This photo took me 4 weeks to make:
Not because it’s an amazing photo; it’s clearly not. Not because it’s particularly complex; it’s clearly not. The setting up, shooting and photoshopping only took an hour. But I spent 4 weeks wondering what to shoot, debating between this idea and that idea, this concept and that concept… and never shooting anything.
You see, last month I finished a year-long 365 project. It was one of the hardest challenges I’ve taken on – it’s not easy taking a photo every single day without a break. But holy moley, what a fantastic way to improve your photography, get more practice in, massively boost your portfolio, make new friends and fall in love with arguably the greatest invention of mankind (no, not Chindogu): photography.
And now that it’s all over, I find myself with more free time than I know what to do with. No amount of Sex and the City reruns (*cough* ahem, I mean something manly like Ice Road Truckers) seems to fill the void. I ache to get back into photography, and I know that I should pick my camera up again… But after finishing a project as intense as a 365 project, it’s hard to know exactly what to shoot next. I thought all this extra free time would give me the freedom to do the photography I wanted to do, but in some ways I’ve let myself be restricted by the freedom of choice. I have thousands of photo ideas to choose from, and in the end I’ve done none of them.
I’m sure I’m not alone in saying this: as photographers, we sometimes spend a lot of time wishing we were shooting more. And if you’re anything like me, you occasionally check out all the amazing photos other people are taking and feel the pressure to get off your butt and shoot something just as cool as what they’re doing. That pressure can be wonderful impetus… but it can also be a reminder that you don’t feel very satisfied spending all your free time playing Candy Crush Saga and seeing your camera gather dust in the corner.

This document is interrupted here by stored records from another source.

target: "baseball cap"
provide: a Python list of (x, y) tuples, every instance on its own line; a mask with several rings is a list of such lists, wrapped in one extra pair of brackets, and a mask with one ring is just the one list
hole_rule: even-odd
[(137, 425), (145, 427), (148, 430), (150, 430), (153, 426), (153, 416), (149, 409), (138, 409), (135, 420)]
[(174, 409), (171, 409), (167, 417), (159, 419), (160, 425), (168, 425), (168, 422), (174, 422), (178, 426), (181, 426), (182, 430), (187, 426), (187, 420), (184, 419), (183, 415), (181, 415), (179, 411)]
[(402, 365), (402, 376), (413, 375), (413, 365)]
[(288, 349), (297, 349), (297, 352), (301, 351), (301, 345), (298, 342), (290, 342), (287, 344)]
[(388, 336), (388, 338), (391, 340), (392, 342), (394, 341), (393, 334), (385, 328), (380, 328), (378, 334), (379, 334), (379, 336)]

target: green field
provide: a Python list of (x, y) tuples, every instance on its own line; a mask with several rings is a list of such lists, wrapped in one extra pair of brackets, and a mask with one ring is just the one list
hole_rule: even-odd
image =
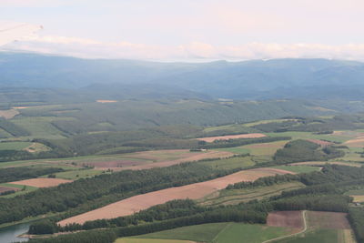
[[(55, 117), (55, 116), (31, 116), (31, 117), (15, 117), (11, 121), (19, 127), (29, 131), (31, 138), (49, 138), (57, 139), (64, 138), (65, 134), (57, 129), (51, 122), (56, 120), (74, 120), (68, 117)], [(25, 138), (25, 137), (23, 137)]]
[(118, 238), (115, 243), (191, 243), (189, 240), (161, 239), (161, 238)]
[(202, 165), (209, 166), (213, 168), (231, 169), (237, 167), (249, 167), (256, 163), (251, 160), (250, 157), (234, 157), (230, 158), (222, 158), (211, 161), (198, 162)]
[[(134, 238), (183, 239), (216, 243), (260, 243), (288, 234), (284, 228), (243, 223), (214, 223), (183, 227)], [(126, 241), (127, 242), (127, 241)]]
[(288, 171), (292, 171), (295, 173), (309, 173), (313, 171), (319, 171), (320, 168), (318, 167), (305, 167), (305, 166), (280, 166), (280, 167), (273, 167), (274, 168), (284, 169)]
[(339, 232), (332, 228), (319, 228), (309, 230), (305, 234), (287, 239), (281, 239), (277, 242), (282, 243), (336, 243), (340, 242)]
[(26, 194), (28, 192), (32, 192), (32, 191), (35, 191), (35, 190), (38, 189), (37, 187), (35, 187), (15, 185), (15, 184), (10, 184), (10, 183), (2, 183), (2, 184), (0, 184), (0, 186), (20, 188), (20, 190), (16, 191), (15, 193), (0, 196), (0, 198), (10, 198), (10, 197), (16, 197), (16, 196), (24, 195), (24, 194)]
[(300, 182), (288, 182), (268, 187), (246, 189), (224, 189), (207, 196), (198, 202), (206, 206), (233, 205), (250, 200), (260, 200), (272, 196), (279, 195), (282, 191), (304, 187)]
[(332, 134), (314, 134), (310, 132), (282, 132), (282, 133), (265, 133), (265, 135), (269, 137), (281, 137), (281, 136), (288, 136), (292, 137), (292, 139), (323, 139), (331, 142), (345, 142), (350, 137), (345, 137), (340, 136), (336, 136)]
[[(92, 177), (97, 175), (103, 174), (102, 170), (96, 170), (96, 169), (74, 169), (65, 172), (56, 173), (56, 178), (63, 178), (63, 179), (79, 179), (79, 178), (87, 178)], [(45, 176), (44, 177), (46, 177)]]
[(0, 150), (23, 150), (31, 145), (30, 142), (2, 142)]
[(215, 150), (218, 151), (227, 151), (227, 152), (231, 152), (234, 154), (248, 154), (250, 153), (250, 149), (245, 148), (243, 146), (239, 147), (225, 147), (225, 148), (217, 148)]

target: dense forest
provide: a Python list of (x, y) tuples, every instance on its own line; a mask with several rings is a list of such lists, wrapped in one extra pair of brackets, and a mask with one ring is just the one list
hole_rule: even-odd
[(213, 169), (198, 163), (184, 163), (148, 170), (125, 170), (40, 188), (14, 198), (0, 198), (0, 223), (21, 220), (48, 212), (69, 217), (137, 194), (209, 180), (238, 169)]
[[(266, 182), (261, 180), (260, 183), (244, 184), (245, 187), (264, 187), (271, 183), (298, 179), (306, 181), (308, 185), (307, 187), (283, 192), (279, 196), (262, 201), (253, 200), (234, 206), (206, 208), (198, 206), (191, 200), (176, 200), (153, 207), (133, 216), (88, 221), (82, 226), (73, 224), (64, 228), (58, 227), (57, 230), (67, 231), (106, 228), (110, 228), (110, 232), (114, 232), (118, 237), (126, 237), (211, 222), (265, 223), (267, 215), (270, 211), (306, 209), (349, 212), (356, 234), (362, 236), (361, 209), (349, 208), (349, 204), (352, 201), (352, 198), (343, 195), (343, 193), (353, 187), (353, 186), (364, 185), (364, 181), (361, 179), (363, 176), (364, 168), (328, 165), (325, 166), (322, 172), (293, 177), (292, 175), (276, 176), (267, 179)], [(268, 183), (268, 181), (270, 181), (270, 183)], [(47, 224), (54, 223), (48, 222)], [(46, 228), (45, 226), (42, 227)], [(48, 228), (51, 227), (48, 226)], [(38, 228), (39, 231), (41, 231), (41, 228)], [(76, 236), (77, 233), (72, 234), (70, 238)], [(359, 242), (362, 242), (359, 238), (358, 239), (359, 240)], [(38, 241), (34, 240), (34, 242)]]

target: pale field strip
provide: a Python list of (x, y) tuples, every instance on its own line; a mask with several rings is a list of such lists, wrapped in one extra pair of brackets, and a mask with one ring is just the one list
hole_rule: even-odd
[(19, 112), (15, 109), (0, 110), (0, 116), (4, 117), (5, 119), (11, 119), (18, 114), (19, 114)]
[(261, 133), (250, 133), (250, 134), (238, 134), (238, 135), (229, 135), (229, 136), (199, 137), (199, 138), (196, 138), (196, 139), (197, 139), (199, 141), (212, 143), (216, 140), (228, 140), (228, 139), (237, 139), (237, 138), (258, 138), (258, 137), (267, 137), (267, 135), (264, 135)]
[(69, 179), (59, 179), (59, 178), (33, 178), (9, 182), (9, 184), (15, 184), (21, 186), (30, 186), (35, 187), (56, 187), (60, 184), (70, 183), (72, 180)]
[(132, 215), (152, 206), (163, 204), (174, 199), (198, 199), (217, 190), (224, 189), (229, 184), (241, 181), (254, 181), (259, 177), (283, 174), (295, 174), (290, 171), (276, 168), (256, 168), (242, 170), (223, 177), (215, 178), (182, 187), (170, 187), (163, 190), (137, 195), (120, 200), (103, 208), (77, 215), (58, 222), (65, 226), (71, 223), (83, 224), (86, 221), (102, 218), (115, 218), (122, 216)]
[(173, 159), (173, 160), (166, 160), (166, 161), (159, 161), (159, 162), (153, 162), (153, 163), (147, 163), (144, 165), (136, 165), (136, 166), (125, 166), (122, 167), (96, 167), (95, 169), (97, 170), (107, 170), (107, 169), (113, 169), (115, 171), (120, 171), (120, 170), (126, 170), (126, 169), (132, 169), (132, 170), (139, 170), (139, 169), (149, 169), (149, 168), (154, 168), (154, 167), (170, 167), (174, 165), (178, 165), (182, 163), (187, 163), (187, 162), (193, 162), (193, 161), (198, 161), (201, 159), (206, 159), (206, 158), (228, 158), (234, 156), (234, 153), (228, 152), (228, 151), (217, 151), (217, 150), (211, 150), (204, 153), (197, 153), (196, 155), (192, 154), (189, 157), (178, 158), (178, 159)]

So, how do we move past the “photographer’s block” of “I could take any kind of photo I want… So what on Earth should I shoot?” I think the answer is to just shoot something. Doesn’t have to be great. Doesn’t have to be the best photo you’ve ever taken. Hell, it doesn’t even have to make you glad you took it. But by taking a photo of something, anything, by moving forward one step it makes the next step (the next photo) a little easier, then a little easier, and before you know it you’re back in that groove.
The photo at the top clearly isn’t anything special. But awww shucks, I am glad I took it. It’s my “getting back on the horse” photo, the first step in whatever future lays before me. Photography offers us such a wonderfully exciting journey, and I’m so glad I get to share my journey with other photographers, and have them share their journeys with me.